Biopolymers have two foci when it comes to purely physical interactions- those they have with themselves (Double helices in nucleic acids- either straight or loopy, secondary and tertiary structure in protein, and so on), and those they have with others of the same or different type.

It all may seem like a mess as new data comes in, but I’m betting not only is the evolved systematicity of the inner workings of living cells NOT a kluge, but should be in many ways iconically based, and any arbitrary symbolicity should be traceable back to original iconicity.

Codemaniac

as of Wednesday’s mail. Maybe you live closer to the distributor.

On second thought, this happened before, right about the time this site was founded (so it might have been the October 2002 issue). Every other subscriber I knew had gotten their issues three weeks before, so I called the SciAm customer center and they extended my subscription by an issue to make up for it. But before I bought a replacement copy, the subscription copy finally showed up. It was all wrapped in plastic and contained a promotional CD-ROM for genetic therapies or something, so I figured my P. O. didn’t like the packaging…

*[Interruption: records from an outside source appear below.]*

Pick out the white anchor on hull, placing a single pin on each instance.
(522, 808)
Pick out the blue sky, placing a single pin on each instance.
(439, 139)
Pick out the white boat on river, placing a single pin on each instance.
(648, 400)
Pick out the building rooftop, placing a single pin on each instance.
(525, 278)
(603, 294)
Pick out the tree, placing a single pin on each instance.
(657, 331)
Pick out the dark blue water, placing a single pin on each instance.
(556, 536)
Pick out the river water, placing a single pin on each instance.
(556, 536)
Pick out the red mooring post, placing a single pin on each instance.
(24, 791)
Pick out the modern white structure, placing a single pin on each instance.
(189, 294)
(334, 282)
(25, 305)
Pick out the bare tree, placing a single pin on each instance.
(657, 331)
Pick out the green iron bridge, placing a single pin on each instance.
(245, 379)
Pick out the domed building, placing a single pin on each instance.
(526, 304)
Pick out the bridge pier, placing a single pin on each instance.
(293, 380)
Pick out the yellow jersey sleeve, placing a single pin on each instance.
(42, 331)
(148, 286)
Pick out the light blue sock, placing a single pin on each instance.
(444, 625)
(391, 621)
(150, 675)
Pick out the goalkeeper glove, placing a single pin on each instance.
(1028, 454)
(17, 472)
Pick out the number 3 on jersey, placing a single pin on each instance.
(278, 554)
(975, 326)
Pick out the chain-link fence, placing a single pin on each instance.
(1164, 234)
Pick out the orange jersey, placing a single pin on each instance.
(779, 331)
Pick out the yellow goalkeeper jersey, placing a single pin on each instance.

Out of pique, today’s quote is from the September issue :-)

Happy happy, joy joy!

But still not online.

One thing that struck me in Mattick’s thesis was the wide gap between the prokaryotes and the eukaryotes. We learn in secondary school that eukaryotes have a cell nucleus that keeps all the DNA inside, and prokaryotes don’t, and there never seemed to be an articulated reason WHY. Mattick’s article explains exactly WHY — prokaryotes do everything directly with proteins, so transcription can occur very simply. Eukaryotes need to perform the DNA transcription inside a nucleus so that the second-level information (in the “junk” DNA) can work in privacy to direct HOW the RNA will be transcribed to proteins once it gets outside the nucleus.

The Hidden Genetic Program of Complex Organisms

Yes, I think it’s the link between those two things (prokaryote/eukaryote differences in cell structure and in DNA structure) that made me sit up and pay attention. But maybe this is something geneticists have been aware of for years, and is only now reaching a more general public? Any biologists out there to enlighten us?